Floating: An infrastructural response to disaster
Casbarian, John J.
Master of Architecture
The bleak aftermath following recent catastrophes, natural and otherwise, owes as much to the failure of agencies, in the case of hurricane Katrina, as it does to the lack of any speedy apparatus capable of responding to, and commensurate with, the scale of the disaster, in the case of the 2004 Tsunami. An enormous death toll, (283,000 in the tsunami) and zero survivors have become typical outcomes. The legacy of these events is a new anxiety about the chances of surviving not just the event itself, but perhaps an additional period of disorganization afterwards. A barely-addressed paradox lays at the heart of disaster relief: Infrastructure crushed & lost underneath the debris field, is urgently needed to rescue and reach those lost in it.
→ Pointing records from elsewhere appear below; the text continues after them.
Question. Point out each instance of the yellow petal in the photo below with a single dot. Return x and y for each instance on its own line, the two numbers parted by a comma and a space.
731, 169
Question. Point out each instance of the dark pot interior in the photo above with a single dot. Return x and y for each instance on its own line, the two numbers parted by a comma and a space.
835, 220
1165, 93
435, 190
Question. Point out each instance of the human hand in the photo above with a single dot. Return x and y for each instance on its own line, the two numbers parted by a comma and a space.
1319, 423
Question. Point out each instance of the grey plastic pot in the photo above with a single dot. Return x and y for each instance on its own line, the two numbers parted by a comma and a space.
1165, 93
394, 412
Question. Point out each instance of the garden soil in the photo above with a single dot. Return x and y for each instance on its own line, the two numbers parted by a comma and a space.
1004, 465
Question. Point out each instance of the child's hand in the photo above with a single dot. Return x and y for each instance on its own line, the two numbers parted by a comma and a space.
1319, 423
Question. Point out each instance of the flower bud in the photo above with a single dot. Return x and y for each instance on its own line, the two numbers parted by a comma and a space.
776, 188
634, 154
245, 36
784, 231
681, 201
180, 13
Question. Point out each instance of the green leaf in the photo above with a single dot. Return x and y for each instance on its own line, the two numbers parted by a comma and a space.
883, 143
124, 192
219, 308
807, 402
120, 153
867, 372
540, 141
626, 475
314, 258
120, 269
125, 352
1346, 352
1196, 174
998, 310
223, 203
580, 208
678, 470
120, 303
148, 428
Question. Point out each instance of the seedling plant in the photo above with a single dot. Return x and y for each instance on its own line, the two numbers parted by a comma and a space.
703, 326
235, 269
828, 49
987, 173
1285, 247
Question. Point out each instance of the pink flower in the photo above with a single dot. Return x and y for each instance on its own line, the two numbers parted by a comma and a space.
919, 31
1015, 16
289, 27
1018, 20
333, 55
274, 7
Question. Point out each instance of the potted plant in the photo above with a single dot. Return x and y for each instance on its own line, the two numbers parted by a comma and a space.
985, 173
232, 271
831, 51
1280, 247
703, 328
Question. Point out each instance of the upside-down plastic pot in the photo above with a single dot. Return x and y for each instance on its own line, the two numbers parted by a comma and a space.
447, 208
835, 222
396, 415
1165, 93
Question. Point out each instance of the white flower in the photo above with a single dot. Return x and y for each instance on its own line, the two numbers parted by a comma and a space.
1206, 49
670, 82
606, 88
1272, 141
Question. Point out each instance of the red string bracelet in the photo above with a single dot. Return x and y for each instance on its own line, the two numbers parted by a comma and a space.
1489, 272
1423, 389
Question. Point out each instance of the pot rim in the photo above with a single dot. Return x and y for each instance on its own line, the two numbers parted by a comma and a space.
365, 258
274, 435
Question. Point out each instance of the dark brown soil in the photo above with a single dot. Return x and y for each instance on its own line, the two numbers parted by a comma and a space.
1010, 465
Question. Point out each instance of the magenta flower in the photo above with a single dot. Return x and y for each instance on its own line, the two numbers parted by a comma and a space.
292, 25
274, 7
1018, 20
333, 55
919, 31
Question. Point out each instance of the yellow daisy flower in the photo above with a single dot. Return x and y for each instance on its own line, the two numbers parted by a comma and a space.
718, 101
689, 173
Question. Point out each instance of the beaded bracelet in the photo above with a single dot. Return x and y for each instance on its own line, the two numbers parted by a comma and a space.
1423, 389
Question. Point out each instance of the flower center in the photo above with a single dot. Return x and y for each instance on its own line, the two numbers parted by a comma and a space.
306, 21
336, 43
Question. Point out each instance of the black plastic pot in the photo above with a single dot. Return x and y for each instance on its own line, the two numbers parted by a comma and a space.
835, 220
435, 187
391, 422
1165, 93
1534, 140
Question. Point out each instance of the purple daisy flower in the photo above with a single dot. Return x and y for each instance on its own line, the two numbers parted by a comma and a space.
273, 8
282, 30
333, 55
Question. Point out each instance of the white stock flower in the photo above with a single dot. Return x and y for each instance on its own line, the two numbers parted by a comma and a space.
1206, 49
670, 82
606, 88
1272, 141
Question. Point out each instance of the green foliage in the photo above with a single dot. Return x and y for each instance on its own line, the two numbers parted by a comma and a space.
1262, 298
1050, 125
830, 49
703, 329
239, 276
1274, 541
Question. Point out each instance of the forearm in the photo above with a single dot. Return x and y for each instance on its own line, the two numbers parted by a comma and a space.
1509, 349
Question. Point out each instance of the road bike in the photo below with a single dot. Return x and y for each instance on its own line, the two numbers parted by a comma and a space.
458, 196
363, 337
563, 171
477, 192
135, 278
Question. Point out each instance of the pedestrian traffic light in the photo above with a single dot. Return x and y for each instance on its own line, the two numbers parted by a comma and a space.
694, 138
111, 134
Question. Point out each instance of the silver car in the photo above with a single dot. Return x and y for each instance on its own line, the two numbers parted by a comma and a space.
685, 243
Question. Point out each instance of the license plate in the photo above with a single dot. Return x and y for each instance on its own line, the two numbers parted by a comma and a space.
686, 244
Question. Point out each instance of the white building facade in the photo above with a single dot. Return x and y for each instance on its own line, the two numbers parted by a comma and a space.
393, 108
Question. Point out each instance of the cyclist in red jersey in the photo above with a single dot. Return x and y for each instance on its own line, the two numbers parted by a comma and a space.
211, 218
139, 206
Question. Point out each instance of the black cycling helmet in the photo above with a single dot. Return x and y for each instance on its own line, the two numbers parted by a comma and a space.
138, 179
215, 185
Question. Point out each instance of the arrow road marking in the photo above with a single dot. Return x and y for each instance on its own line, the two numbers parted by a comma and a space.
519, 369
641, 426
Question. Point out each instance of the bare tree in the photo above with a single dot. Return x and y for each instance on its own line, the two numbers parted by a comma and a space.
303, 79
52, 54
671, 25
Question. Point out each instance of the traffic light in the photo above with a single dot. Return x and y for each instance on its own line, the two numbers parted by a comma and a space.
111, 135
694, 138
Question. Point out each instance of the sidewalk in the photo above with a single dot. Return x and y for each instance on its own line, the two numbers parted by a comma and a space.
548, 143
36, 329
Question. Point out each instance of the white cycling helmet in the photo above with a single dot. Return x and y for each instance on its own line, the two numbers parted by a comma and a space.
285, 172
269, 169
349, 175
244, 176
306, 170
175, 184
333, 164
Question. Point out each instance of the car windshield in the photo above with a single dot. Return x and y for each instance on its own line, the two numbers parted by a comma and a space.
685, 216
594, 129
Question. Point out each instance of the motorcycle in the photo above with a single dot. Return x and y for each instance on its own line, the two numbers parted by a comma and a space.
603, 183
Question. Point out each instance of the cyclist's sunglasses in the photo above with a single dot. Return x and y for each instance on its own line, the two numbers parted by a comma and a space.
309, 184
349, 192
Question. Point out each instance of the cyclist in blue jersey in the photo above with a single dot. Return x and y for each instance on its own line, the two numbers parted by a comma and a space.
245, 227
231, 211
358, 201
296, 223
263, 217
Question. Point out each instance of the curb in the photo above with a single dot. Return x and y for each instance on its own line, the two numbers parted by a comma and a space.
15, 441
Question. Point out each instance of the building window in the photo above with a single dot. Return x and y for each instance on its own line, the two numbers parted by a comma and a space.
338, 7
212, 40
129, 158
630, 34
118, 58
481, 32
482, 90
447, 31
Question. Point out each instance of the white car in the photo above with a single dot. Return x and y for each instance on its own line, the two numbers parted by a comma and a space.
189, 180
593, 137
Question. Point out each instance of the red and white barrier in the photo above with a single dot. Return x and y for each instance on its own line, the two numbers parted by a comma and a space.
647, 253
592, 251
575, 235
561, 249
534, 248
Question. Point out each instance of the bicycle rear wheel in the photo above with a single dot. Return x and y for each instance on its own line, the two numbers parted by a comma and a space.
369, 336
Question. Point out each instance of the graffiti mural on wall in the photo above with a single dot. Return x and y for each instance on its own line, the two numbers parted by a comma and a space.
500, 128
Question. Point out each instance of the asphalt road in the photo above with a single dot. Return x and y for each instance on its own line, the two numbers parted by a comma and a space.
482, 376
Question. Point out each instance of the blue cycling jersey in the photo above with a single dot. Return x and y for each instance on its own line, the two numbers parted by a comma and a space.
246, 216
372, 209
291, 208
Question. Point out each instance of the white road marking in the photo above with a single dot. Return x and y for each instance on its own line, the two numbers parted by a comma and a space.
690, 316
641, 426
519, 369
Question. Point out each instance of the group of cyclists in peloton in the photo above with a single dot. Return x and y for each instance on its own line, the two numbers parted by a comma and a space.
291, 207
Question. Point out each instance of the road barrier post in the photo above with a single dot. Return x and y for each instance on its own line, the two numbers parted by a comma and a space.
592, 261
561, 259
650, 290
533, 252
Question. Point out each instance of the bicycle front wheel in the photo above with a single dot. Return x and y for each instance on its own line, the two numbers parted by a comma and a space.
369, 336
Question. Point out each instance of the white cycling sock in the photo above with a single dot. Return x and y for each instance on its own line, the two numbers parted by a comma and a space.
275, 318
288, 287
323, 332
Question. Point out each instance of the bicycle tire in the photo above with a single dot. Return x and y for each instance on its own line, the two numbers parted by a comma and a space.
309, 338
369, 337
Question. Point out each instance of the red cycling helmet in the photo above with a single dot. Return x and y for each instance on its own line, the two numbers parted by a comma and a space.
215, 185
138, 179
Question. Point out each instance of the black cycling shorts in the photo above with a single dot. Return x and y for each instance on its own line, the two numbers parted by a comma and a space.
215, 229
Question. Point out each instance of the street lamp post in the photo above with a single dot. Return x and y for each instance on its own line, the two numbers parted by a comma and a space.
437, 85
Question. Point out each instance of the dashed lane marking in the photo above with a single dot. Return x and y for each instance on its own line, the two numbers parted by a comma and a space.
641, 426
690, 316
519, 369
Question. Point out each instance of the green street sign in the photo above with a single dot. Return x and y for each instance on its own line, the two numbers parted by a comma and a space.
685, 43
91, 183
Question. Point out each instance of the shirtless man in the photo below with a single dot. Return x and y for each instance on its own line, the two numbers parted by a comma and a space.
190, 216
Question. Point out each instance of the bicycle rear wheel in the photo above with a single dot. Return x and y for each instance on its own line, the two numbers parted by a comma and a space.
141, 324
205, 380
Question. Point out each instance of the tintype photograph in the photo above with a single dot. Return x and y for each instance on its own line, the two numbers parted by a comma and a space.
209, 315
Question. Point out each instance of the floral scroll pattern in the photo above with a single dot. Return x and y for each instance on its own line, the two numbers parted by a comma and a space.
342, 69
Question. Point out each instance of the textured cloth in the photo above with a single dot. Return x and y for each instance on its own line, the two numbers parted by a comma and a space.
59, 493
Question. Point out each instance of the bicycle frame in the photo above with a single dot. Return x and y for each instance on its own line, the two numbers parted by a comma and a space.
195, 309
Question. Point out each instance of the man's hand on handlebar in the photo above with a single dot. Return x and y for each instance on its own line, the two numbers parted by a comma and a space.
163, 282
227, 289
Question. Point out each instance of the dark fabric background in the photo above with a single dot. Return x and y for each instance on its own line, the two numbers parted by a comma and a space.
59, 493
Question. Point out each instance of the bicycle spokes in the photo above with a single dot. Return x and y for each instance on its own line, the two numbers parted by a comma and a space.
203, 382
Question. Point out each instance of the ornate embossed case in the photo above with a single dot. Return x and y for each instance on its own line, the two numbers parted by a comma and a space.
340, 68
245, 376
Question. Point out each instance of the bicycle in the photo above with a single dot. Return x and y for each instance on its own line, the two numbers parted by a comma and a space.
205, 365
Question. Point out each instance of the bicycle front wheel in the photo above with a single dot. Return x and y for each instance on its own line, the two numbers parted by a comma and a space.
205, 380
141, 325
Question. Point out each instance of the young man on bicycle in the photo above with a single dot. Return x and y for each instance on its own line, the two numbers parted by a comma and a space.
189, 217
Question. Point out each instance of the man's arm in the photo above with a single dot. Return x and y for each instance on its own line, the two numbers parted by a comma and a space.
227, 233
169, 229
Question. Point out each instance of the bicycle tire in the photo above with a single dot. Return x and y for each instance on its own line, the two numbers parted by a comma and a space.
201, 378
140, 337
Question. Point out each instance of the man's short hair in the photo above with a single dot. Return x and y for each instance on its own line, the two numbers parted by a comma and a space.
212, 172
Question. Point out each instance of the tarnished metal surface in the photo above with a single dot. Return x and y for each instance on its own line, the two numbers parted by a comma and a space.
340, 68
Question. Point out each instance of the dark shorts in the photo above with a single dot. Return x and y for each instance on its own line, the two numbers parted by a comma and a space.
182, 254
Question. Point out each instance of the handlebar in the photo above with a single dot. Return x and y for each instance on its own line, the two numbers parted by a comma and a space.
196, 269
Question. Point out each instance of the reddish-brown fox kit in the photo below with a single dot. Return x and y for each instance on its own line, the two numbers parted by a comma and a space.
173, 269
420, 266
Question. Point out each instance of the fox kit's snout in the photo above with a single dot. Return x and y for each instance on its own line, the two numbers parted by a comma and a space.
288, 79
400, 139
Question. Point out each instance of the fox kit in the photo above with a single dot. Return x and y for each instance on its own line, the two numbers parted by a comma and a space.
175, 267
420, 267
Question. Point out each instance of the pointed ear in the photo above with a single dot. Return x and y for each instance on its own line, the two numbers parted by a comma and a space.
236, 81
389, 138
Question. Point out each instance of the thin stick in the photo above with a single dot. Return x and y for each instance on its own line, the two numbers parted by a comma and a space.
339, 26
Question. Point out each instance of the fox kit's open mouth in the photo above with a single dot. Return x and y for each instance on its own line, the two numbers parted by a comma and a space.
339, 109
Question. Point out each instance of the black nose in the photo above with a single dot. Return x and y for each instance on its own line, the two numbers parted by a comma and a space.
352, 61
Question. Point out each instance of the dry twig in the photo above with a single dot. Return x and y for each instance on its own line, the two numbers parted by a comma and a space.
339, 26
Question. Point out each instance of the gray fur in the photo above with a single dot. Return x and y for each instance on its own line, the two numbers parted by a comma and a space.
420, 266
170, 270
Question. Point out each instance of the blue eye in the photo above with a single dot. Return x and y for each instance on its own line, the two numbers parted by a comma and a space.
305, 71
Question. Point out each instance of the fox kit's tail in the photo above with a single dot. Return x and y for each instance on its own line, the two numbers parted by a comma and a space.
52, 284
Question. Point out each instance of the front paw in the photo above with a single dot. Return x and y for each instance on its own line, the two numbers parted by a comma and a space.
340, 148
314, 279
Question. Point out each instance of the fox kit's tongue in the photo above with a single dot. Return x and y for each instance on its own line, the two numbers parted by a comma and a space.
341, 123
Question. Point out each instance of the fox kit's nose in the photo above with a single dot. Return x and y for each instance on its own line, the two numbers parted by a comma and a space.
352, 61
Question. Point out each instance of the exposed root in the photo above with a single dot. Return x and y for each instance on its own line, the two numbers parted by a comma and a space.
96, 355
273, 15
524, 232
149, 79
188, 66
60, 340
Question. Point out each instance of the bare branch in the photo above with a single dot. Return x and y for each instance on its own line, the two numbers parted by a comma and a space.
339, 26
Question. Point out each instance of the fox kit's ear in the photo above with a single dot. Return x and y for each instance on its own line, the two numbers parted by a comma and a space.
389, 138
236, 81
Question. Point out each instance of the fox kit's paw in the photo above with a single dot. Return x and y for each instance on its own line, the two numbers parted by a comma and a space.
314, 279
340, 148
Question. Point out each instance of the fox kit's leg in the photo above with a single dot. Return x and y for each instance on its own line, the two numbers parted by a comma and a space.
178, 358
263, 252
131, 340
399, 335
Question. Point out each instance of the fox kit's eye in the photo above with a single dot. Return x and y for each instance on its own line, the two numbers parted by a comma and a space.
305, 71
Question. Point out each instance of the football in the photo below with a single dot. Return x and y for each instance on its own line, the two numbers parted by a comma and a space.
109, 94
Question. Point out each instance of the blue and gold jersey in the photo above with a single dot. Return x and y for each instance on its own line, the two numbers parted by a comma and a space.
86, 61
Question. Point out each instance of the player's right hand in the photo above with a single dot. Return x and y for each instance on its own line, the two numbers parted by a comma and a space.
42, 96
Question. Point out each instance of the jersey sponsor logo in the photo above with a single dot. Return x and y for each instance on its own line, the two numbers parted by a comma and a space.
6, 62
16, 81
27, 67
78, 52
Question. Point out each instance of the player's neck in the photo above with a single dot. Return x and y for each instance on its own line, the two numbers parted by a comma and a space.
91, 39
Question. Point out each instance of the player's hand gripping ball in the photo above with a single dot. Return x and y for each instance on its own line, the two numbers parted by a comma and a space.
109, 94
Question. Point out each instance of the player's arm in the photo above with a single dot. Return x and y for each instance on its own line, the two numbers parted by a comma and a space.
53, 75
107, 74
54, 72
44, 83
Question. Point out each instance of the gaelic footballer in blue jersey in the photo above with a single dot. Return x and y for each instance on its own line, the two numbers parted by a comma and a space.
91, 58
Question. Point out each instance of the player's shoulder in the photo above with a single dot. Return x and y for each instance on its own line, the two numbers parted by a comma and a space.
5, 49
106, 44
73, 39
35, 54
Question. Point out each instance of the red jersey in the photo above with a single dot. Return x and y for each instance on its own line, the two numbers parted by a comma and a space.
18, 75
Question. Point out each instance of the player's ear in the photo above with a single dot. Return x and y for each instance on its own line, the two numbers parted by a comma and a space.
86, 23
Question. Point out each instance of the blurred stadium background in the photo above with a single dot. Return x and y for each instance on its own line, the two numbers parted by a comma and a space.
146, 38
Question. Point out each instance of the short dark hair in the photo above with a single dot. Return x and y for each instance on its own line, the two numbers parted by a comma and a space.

The most powerful vehicles which respond, and which do so slowly, are normative, & terrain-based, but there is no terrain to speak of, as disasters characteristically disrupt the ground-plane and local conveyance significantly. Floating strives to devise a light, adaptive system suitable for all catsatrophic scenarios; irrespective of economy, cimate, terrain, local technological development and debris coverage to reach, rescue and rehouse those affected in the immediate timeframe following onset. It advances a recovery mode that can overcome lost infrastructure very quickly and powerfully, regardless of any impasse at ground level.